I suppose that the idea of taking nature “inside” is the same principle as Southwestern design. People made their houses out of clay for a reason–probably the same reason that Pfefferbett made their bar out of imitation adobe. I suppose I should have been tipped off that it wasn’t themed that way when the hostel was actually super comfortable and clean instead of dirty and constantly smelling of taquitos and cheap mariachi guitarist cologne (which is how I imagined the bar in my story).

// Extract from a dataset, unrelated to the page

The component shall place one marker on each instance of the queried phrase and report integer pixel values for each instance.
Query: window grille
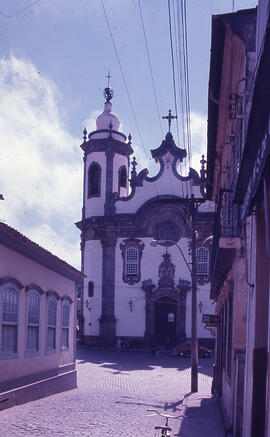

Regardless of my assumptions, Pfefferbett still has a slight Casablanca feel to it that makes me feel like I’m in an important place doing important things. I’m not sure why this is. It could be the antique style “hostel” sign lighting the brick warehouse that is Pfefferbett, the surprising luxury that is ordinarily beyond the realm of imagination in hostels, or the central location in an exciting Berlin neighborhood. It could also be because I have the imagination of a 4th grader who grew up watching Humphrey Bogart films. Last night, immediately after being told that Pfefferbett wasn’t actually supposed to be Southwestern themed, it started raining. In an act of an attempted liberation for my delusions about my detective story, I put on my wool trench coat, turned some Miles Davis up in the ear buds, and took a walk around the block. I don’t know what I was expecting, but nothing important happened. I just got wet and cold. I looked up at the “hostel” sign and thought to myself how affirming it would be if it started flickering. It didn’t. It’s too new. I walked inside and felt the sudden warmth and comfort of having a warm place to stay and a secure room to sleep in. I can’t imagine feeling as warm and comfortable walking into my pretend dive Tijuana motel. I took a shower and went to bed, where I slept without the stress of thinking that Mexican/German hookers could have died where I was sleeping. Despite my romantic delusions, I guess I actually prefer it this way.